Faut-il paniquer et vendre ses actions et obligations ?
Certainement pas. D’abord, il n’est jamais bon de réagir de façon trop émotive en matière d’investissement.
Mais surtout, tout ce qui précède ne s’applique qu’en cas d’une remontée significative et durable de l’inflation. Ce qui n’est pas le cas aujourd’hui. Le scénario d’une remontée modérée et progressive de l’inflation constitue — historiquement — un contexte plutôt favorable aux marchés actions ! En effet, ce scénario est généralement synonyme d’une reprise de la demande, et donc de perspectives de débouchés pour les entreprises.
Les taux d’intérêts à des niveaux historiquement bas
Oui, les taux longs ont commencé à remonter, un peu, aux Etat-Unis. De 0,52% en avril dernier, le taux à 10 ans a dépassé 1,40% la semaine dernière. Nous sommes toujours loin du taux de 2% que la Fed vise officiellement comme le taux d’inflation cible. Et cette hausse du taux semble parfaitement logique si on le compare aux 4,8% de croissance attendue pour l’économie américaine en 2021 (alors que les analystes ne s’attendaient qu’à 3,9% en janvier).
Donc nous partons d’un niveau historiquement bas, et la hausse récente des taux longs reste raisonnable, même si elle a surpris bon nombre d'intervenants depuis le début de l'année.
La hausse des taux expliquée par une économie en plein rebond
Surtout que cette hausse s’explique par un rebond de l’économie américaine. Le plan de relance Biden (qui propose l’injection de 1,9 trilliard de dollars de soutien financier supplémentaire), le programme de vaccination massif qui commence à faire sentir ses effets et une remontée des embauches et de la confiance des ménages font espérer que ce rebond puisse s’installer dans le temps. Et devrait par la suite donner lieu à une hausse des revenus et des profits des entreprises.
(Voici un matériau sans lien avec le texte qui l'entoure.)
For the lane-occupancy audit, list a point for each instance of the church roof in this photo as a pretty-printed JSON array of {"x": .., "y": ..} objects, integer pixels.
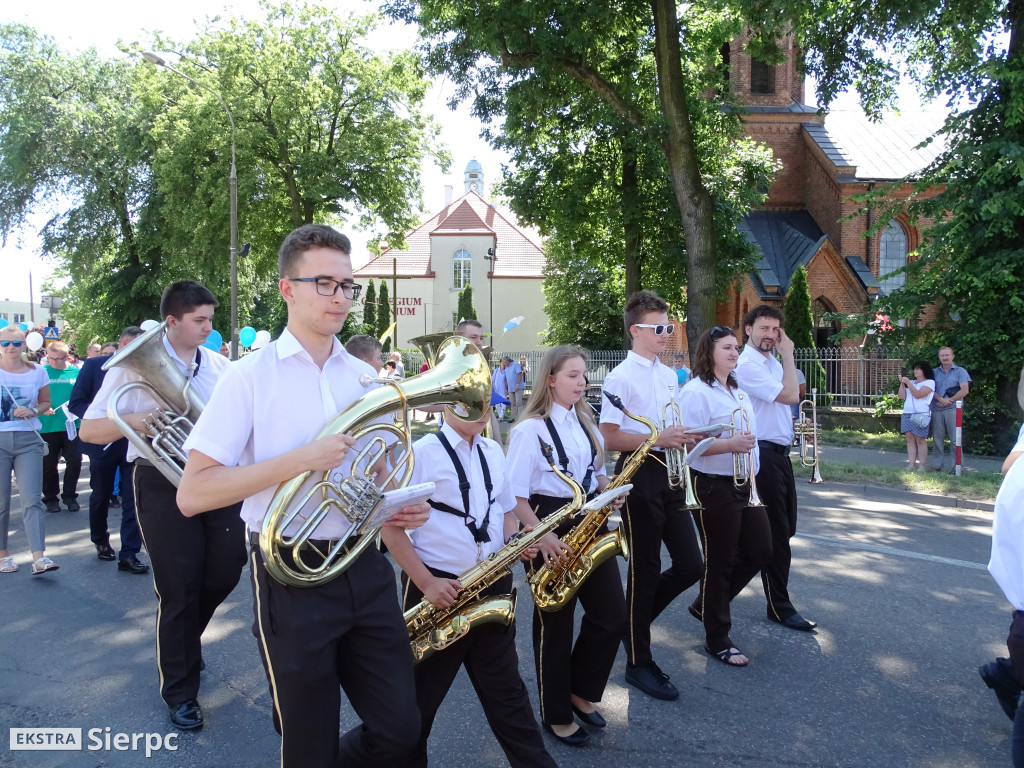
[
  {"x": 518, "y": 256},
  {"x": 885, "y": 151},
  {"x": 786, "y": 241}
]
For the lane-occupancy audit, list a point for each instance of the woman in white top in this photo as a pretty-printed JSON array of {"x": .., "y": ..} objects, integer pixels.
[
  {"x": 25, "y": 393},
  {"x": 736, "y": 538},
  {"x": 570, "y": 677},
  {"x": 916, "y": 396}
]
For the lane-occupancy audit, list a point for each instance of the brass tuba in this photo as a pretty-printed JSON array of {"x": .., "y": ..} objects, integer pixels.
[
  {"x": 460, "y": 378},
  {"x": 178, "y": 404}
]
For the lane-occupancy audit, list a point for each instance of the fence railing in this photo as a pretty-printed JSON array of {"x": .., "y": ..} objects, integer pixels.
[{"x": 854, "y": 376}]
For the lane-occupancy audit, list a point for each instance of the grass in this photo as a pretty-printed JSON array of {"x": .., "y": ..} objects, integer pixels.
[{"x": 974, "y": 485}]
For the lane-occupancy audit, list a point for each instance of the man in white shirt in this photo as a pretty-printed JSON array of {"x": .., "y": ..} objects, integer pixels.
[
  {"x": 196, "y": 562},
  {"x": 653, "y": 512},
  {"x": 773, "y": 387},
  {"x": 259, "y": 430}
]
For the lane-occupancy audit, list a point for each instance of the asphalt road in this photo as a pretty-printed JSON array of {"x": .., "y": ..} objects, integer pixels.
[{"x": 906, "y": 612}]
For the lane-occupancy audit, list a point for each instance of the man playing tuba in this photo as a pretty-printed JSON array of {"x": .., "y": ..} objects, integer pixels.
[
  {"x": 259, "y": 431},
  {"x": 196, "y": 562}
]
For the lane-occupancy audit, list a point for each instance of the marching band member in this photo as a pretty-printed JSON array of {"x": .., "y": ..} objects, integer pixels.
[
  {"x": 736, "y": 538},
  {"x": 470, "y": 521},
  {"x": 196, "y": 562},
  {"x": 259, "y": 430},
  {"x": 570, "y": 677},
  {"x": 653, "y": 512}
]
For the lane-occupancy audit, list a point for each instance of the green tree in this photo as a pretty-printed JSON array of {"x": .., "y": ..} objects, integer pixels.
[
  {"x": 466, "y": 310},
  {"x": 800, "y": 327},
  {"x": 384, "y": 317}
]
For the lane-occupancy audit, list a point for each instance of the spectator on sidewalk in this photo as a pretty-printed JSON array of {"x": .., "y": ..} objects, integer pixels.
[
  {"x": 951, "y": 384},
  {"x": 60, "y": 433}
]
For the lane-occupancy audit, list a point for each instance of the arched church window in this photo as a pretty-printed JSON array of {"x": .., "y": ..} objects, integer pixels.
[
  {"x": 892, "y": 256},
  {"x": 462, "y": 264}
]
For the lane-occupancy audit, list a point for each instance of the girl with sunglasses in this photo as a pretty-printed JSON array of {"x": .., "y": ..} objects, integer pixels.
[
  {"x": 25, "y": 393},
  {"x": 736, "y": 538}
]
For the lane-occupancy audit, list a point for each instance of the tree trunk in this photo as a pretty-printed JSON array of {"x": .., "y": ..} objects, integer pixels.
[{"x": 695, "y": 204}]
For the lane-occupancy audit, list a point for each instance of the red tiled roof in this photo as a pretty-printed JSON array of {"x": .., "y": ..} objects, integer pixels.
[{"x": 518, "y": 256}]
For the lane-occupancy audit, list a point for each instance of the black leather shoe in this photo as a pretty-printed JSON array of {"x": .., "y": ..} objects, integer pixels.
[
  {"x": 187, "y": 716},
  {"x": 651, "y": 681},
  {"x": 590, "y": 718},
  {"x": 796, "y": 622},
  {"x": 577, "y": 738},
  {"x": 133, "y": 565},
  {"x": 998, "y": 676}
]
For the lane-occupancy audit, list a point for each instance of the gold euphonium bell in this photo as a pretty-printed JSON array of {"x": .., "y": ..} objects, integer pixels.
[{"x": 461, "y": 378}]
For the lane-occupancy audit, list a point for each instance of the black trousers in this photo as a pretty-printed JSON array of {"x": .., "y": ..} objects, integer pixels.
[
  {"x": 736, "y": 542},
  {"x": 777, "y": 489},
  {"x": 197, "y": 561},
  {"x": 72, "y": 452},
  {"x": 582, "y": 669},
  {"x": 492, "y": 663},
  {"x": 102, "y": 468},
  {"x": 653, "y": 513},
  {"x": 346, "y": 634}
]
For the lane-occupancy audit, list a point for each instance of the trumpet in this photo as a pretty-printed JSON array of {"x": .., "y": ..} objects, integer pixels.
[
  {"x": 808, "y": 432},
  {"x": 675, "y": 460},
  {"x": 742, "y": 464}
]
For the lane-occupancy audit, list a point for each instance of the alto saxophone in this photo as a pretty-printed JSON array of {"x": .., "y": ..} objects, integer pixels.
[
  {"x": 432, "y": 629},
  {"x": 553, "y": 585}
]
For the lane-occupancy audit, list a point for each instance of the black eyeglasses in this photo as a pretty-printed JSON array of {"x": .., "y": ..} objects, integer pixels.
[
  {"x": 329, "y": 286},
  {"x": 658, "y": 328}
]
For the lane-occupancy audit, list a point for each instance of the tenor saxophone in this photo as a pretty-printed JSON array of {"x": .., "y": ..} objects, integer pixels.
[
  {"x": 432, "y": 629},
  {"x": 553, "y": 585}
]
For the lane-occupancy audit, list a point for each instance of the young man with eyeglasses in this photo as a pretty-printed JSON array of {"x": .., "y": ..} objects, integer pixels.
[
  {"x": 653, "y": 512},
  {"x": 196, "y": 561},
  {"x": 260, "y": 429},
  {"x": 772, "y": 386},
  {"x": 58, "y": 436}
]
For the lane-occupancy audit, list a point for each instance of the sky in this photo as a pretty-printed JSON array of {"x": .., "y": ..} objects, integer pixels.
[{"x": 101, "y": 24}]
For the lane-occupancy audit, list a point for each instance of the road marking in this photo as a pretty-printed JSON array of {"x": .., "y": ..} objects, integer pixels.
[{"x": 882, "y": 550}]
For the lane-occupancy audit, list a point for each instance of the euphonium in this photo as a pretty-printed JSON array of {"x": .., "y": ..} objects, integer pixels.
[
  {"x": 178, "y": 404},
  {"x": 460, "y": 378},
  {"x": 432, "y": 629},
  {"x": 554, "y": 584}
]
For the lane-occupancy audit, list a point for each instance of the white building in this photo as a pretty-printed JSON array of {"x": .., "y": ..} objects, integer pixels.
[{"x": 453, "y": 249}]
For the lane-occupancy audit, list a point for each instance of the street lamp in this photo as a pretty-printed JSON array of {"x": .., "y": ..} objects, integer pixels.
[
  {"x": 493, "y": 258},
  {"x": 232, "y": 187}
]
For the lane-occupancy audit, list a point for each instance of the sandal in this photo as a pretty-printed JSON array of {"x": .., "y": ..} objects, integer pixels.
[
  {"x": 42, "y": 565},
  {"x": 726, "y": 656}
]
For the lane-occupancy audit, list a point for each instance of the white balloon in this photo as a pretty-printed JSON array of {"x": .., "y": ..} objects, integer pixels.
[{"x": 34, "y": 340}]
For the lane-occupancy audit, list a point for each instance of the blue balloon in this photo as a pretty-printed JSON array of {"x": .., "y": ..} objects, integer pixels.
[{"x": 213, "y": 341}]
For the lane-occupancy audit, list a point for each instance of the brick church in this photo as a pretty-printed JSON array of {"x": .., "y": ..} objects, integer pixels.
[{"x": 810, "y": 218}]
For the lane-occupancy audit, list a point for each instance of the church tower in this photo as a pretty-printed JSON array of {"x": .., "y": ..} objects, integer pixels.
[{"x": 474, "y": 177}]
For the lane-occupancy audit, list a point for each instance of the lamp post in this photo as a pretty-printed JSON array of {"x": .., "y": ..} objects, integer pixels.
[
  {"x": 232, "y": 188},
  {"x": 493, "y": 258}
]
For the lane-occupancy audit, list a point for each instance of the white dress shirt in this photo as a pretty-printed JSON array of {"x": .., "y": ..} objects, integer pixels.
[
  {"x": 528, "y": 472},
  {"x": 761, "y": 378},
  {"x": 704, "y": 406},
  {"x": 1007, "y": 562},
  {"x": 273, "y": 400},
  {"x": 444, "y": 542},
  {"x": 644, "y": 388},
  {"x": 138, "y": 400}
]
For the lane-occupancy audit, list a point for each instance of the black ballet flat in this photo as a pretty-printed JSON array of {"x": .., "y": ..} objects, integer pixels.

Un phénomène que les investisseurs en action adorent.
En conclusion, quelques signes inflationnistes que nous n’avions pas pu observer depuis des années ont réapparu récemment. Sans surprises, cela fait craindre l’impact qu’une forte hausse de l’inflation pourrait avoir sur les investissements. Mais il est trop tôt pour tirer des conclusions dans un sens ou dans un autre, car, statistiquement, un peu d’inflation est favorable à la croissance économique, et donc favorable à la plupart des solutions d’épargne longue.